Férocité : l'impitoyable Atanga Nji fonce sur Ketcha Courtès

Atanga Nji Visage Ferme Insalubrité publique

Fri, 23 Jan 2026 Source: La République n°1134

Face à l’insalubrité publique chronique qui asphyxie les métropoles camerounaises, le ministre de l’Administration territoriale (MINAT) a sifflé, ce 21 janvier 2026, la fin de la récréation. En reprenant fermement la main sur le dossier des ordures, Paul Atanga Nji écarte de fait une Célestine Ketcha Courtès dont le « tintamarre » communicationnel n’a jamais réussi à masquer l’inefficacité sur le terrain.

À Yaoundé comme à Douala, les montagnes d’immondices étaient devenues, au fil des ans, les tristes monuments d’une impuissance gouvernementale. Entre les campagnes « villes propres » sans lendemain et les querelles de compétences, le ministère de l’Habitat et du Développement Urbain (MINHDU) semblait s’être spécialisé dans l’art du slogan creux. Mais ce mercredi, le ton a changé. Paul Atanga Nji, fidèle à son style martial, a décidé de « tuer le bluff ».

La fin du « qui fait quoi »

Dans un discours sans fioritures, le patron de l’Administration territoriale a balayé les excuses administratives qui servaient jusqu’ici de bouclier à l’inaction. « Le débat de qui aurait dû faire quoi, qui ne fait pas quoi n’a plus de sens », a-t-il martelé.

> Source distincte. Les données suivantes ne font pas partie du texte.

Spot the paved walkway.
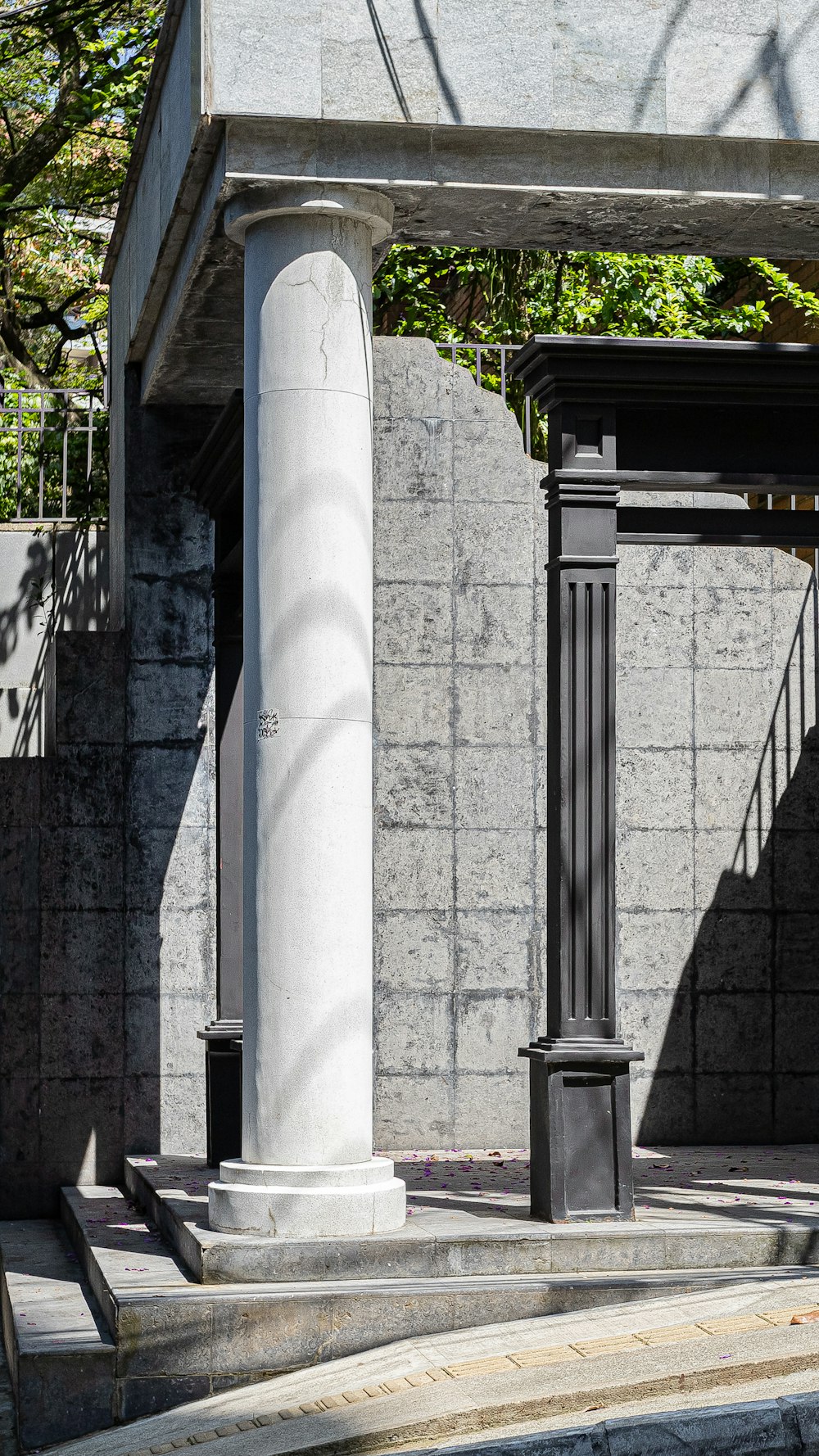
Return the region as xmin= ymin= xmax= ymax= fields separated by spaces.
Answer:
xmin=54 ymin=1274 xmax=819 ymax=1456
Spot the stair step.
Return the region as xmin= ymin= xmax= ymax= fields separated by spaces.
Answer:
xmin=56 ymin=1188 xmax=819 ymax=1420
xmin=0 ymin=1219 xmax=116 ymax=1449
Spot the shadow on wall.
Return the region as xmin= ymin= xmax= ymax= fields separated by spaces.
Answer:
xmin=0 ymin=531 xmax=54 ymax=758
xmin=637 ymin=577 xmax=819 ymax=1145
xmin=0 ymin=526 xmax=108 ymax=758
xmin=0 ymin=380 xmax=215 ymax=1219
xmin=631 ymin=0 xmax=819 ymax=141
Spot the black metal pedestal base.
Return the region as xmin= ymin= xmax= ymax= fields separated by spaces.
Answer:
xmin=518 ymin=1038 xmax=643 ymax=1223
xmin=197 ymin=1020 xmax=242 ymax=1168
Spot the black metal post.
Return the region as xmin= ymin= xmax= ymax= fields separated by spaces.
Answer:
xmin=520 ymin=474 xmax=643 ymax=1223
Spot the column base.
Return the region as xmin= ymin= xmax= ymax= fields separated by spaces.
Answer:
xmin=208 ymin=1158 xmax=406 ymax=1239
xmin=518 ymin=1037 xmax=643 ymax=1223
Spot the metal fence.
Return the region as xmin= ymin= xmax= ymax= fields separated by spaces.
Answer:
xmin=436 ymin=344 xmax=819 ymax=578
xmin=436 ymin=344 xmax=532 ymax=454
xmin=0 ymin=384 xmax=108 ymax=522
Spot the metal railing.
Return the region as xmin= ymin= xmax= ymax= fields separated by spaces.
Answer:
xmin=0 ymin=384 xmax=108 ymax=522
xmin=436 ymin=344 xmax=532 ymax=454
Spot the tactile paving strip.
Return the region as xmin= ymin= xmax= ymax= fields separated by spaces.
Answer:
xmin=127 ymin=1305 xmax=816 ymax=1456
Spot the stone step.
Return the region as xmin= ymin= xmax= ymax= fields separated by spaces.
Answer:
xmin=0 ymin=1219 xmax=115 ymax=1449
xmin=56 ymin=1188 xmax=819 ymax=1420
xmin=38 ymin=1278 xmax=819 ymax=1456
xmin=125 ymin=1156 xmax=819 ymax=1284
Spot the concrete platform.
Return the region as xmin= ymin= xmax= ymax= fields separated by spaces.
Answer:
xmin=43 ymin=1276 xmax=819 ymax=1456
xmin=64 ymin=1188 xmax=819 ymax=1420
xmin=125 ymin=1145 xmax=819 ymax=1284
xmin=0 ymin=1219 xmax=115 ymax=1447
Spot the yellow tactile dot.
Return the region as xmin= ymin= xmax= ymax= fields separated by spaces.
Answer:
xmin=509 ymin=1345 xmax=583 ymax=1370
xmin=572 ymin=1335 xmax=640 ymax=1357
xmin=697 ymin=1315 xmax=767 ymax=1335
xmin=634 ymin=1325 xmax=705 ymax=1345
xmin=759 ymin=1305 xmax=816 ymax=1325
xmin=443 ymin=1355 xmax=514 ymax=1381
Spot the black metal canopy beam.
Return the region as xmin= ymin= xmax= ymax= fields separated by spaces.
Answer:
xmin=617 ymin=505 xmax=819 ymax=548
xmin=542 ymin=470 xmax=819 ymax=495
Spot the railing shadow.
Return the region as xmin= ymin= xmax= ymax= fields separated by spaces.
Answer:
xmin=637 ymin=575 xmax=819 ymax=1145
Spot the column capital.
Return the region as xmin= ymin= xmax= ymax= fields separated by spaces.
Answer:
xmin=224 ymin=179 xmax=393 ymax=246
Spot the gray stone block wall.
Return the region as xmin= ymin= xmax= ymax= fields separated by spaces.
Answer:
xmin=0 ymin=632 xmax=124 ymax=1219
xmin=374 ymin=339 xmax=542 ymax=1147
xmin=374 ymin=339 xmax=819 ymax=1149
xmin=0 ymin=378 xmax=215 ymax=1217
xmin=122 ymin=376 xmax=215 ymax=1153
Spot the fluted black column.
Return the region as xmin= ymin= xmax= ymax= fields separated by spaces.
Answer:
xmin=520 ymin=470 xmax=641 ymax=1222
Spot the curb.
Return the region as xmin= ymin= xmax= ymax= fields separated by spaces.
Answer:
xmin=404 ymin=1392 xmax=819 ymax=1456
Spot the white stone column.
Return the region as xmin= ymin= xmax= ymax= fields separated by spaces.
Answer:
xmin=210 ymin=182 xmax=405 ymax=1237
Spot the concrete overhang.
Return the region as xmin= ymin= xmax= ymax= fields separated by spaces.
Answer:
xmin=108 ymin=0 xmax=819 ymax=405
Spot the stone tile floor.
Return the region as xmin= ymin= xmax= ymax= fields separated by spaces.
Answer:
xmin=387 ymin=1143 xmax=819 ymax=1226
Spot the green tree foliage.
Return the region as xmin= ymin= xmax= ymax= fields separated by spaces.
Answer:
xmin=373 ymin=246 xmax=819 ymax=459
xmin=0 ymin=0 xmax=161 ymax=387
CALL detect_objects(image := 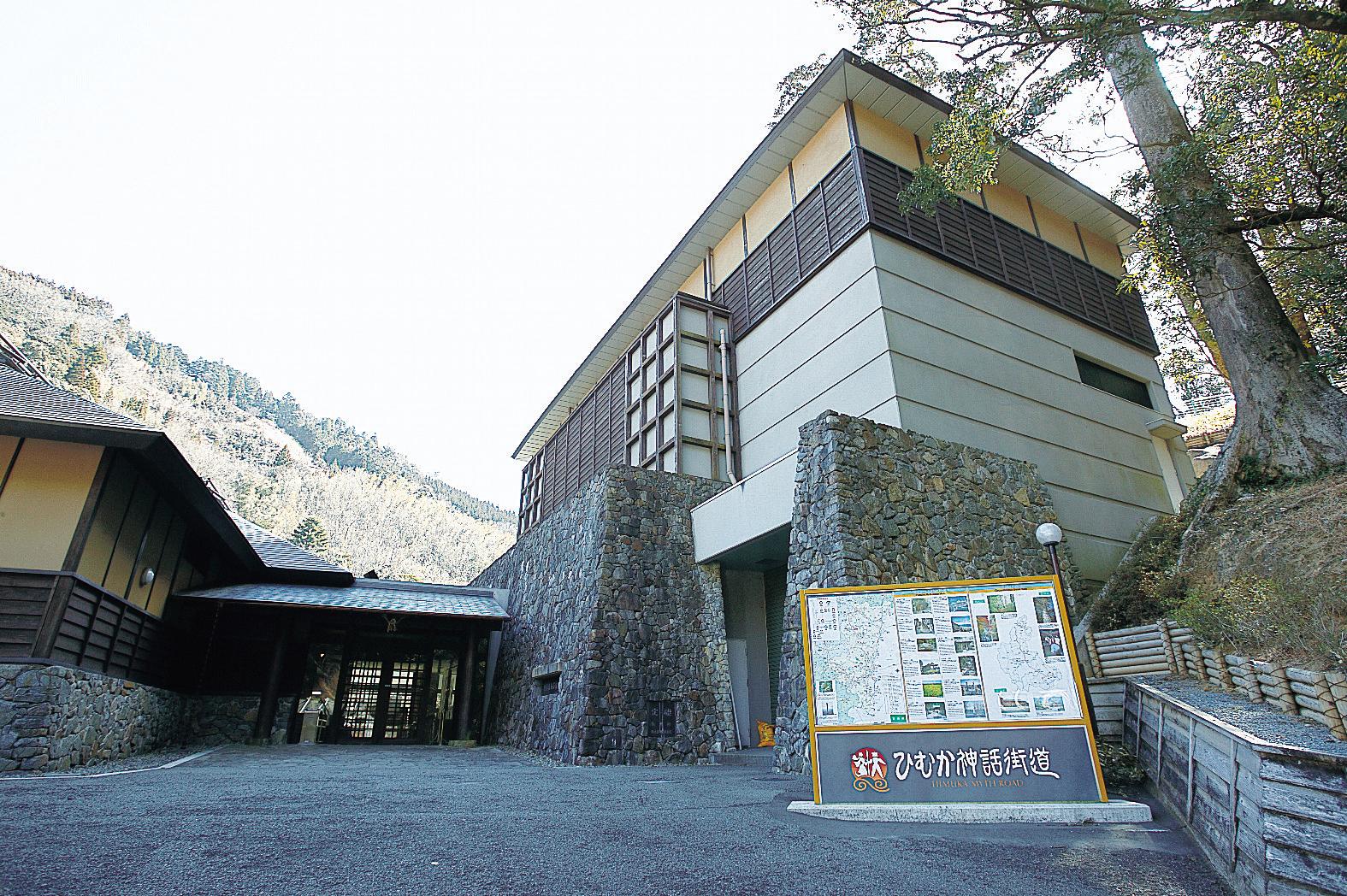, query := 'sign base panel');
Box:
[787,799,1150,824]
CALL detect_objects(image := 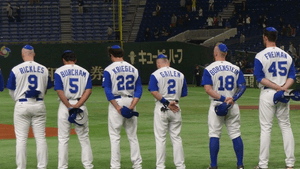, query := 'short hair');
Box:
[263,28,278,42]
[62,50,76,62]
[108,47,124,58]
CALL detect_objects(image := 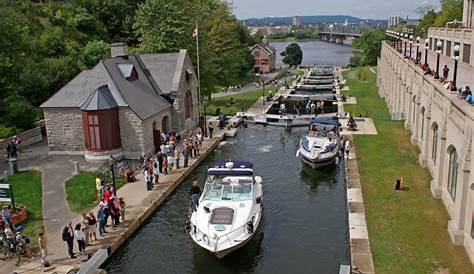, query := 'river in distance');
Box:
[106,125,348,274]
[270,40,352,67]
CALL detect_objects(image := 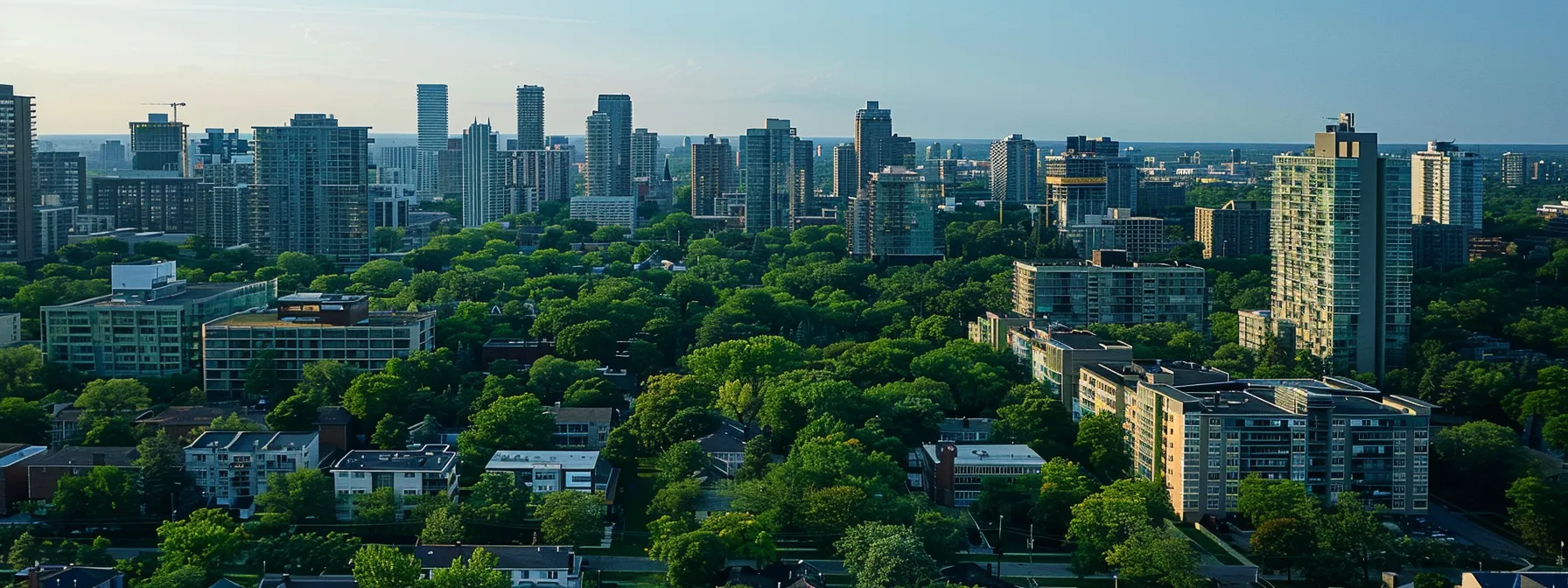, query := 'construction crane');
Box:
[141,102,185,122]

Pour Atanga Nji, l’heure n’est plus à la diplomatie de salon, mais à l’autorité pure : « Quand nos villes sont sales, c’est une responsabilité collective et la honte est collective ». En plaçant les Gouverneurs, Préfets et Sous-Préfets au cœur du dispositif de salubrité, le MINAT réinstaure une chaîne de commandement directe, là où les initiatives du MINHDU s’enlisaient dans des procédures bureaucratiques inopérantes. Le message est limpide : la salubrité est désormais une question d’ordre public, et non plus seulement d’aménagement urbain.

Un ultimatum chirurgical

Le plan d’action dévoilé ne laisse aucune place à l’improvisation : nettoyage radical : durant tout le mois de février 2026, les bacs à ordures encombrant les axes principaux doivent disparaître. Horaires de combat : la collecte se fera désormais exclusivement entre minuit et six heures du matin pour épargner aux citadins le « spectacle des immondices aux odeurs malodorantes » en pleine journée. Logistique de proximité : dans un délai de 72 heures, le MINAT va distribuer 2 800 outils (brouettes, pelles, balais, râteaux) aux communes de Yaoundé pour pallier les carences logistiques.

La fermeté comme méthode

Là où sa collègue du Développement Urbain privilégiait la sensibilisation souvent stérile, Atanga Nji brandit la force publique. « Désormais on t’attrape en train de jeter les ordures au sol, la police t’interpelle et on te garde à vue », prévient-il sans détour. Un tour de vis sécuritaire qui traduit l’urgence de restaurer l’image de la « vitrine » des institutions.

En s’appuyant sur la « dotation spéciale » et les engins octroyés par le chef de l’État, le MINAT ne se contente pas de critiquer ; il occupe le terrain délaissé. Pour Célestine Ketcha Courtès, le désaveu est cinglant. En prenant les rênes de la « campagne nationale de villes propres », Paul Atanga Nji prouve que, dans le système Biya, le pouvoir appartient à celui qui agit, pas à celui qui communique.

La honte collective a peut-être trouvé son remède : une dose massive d’autorité territoriale. Reste à savoir si les bacs à ordures, une fois déplacés, ne seront pas remplacés par le retour des vieilles habitudes. Mais avec des descentes hebdomadaires des préfets déjà annoncées, la pression ne risque pas de retomber de sitôt.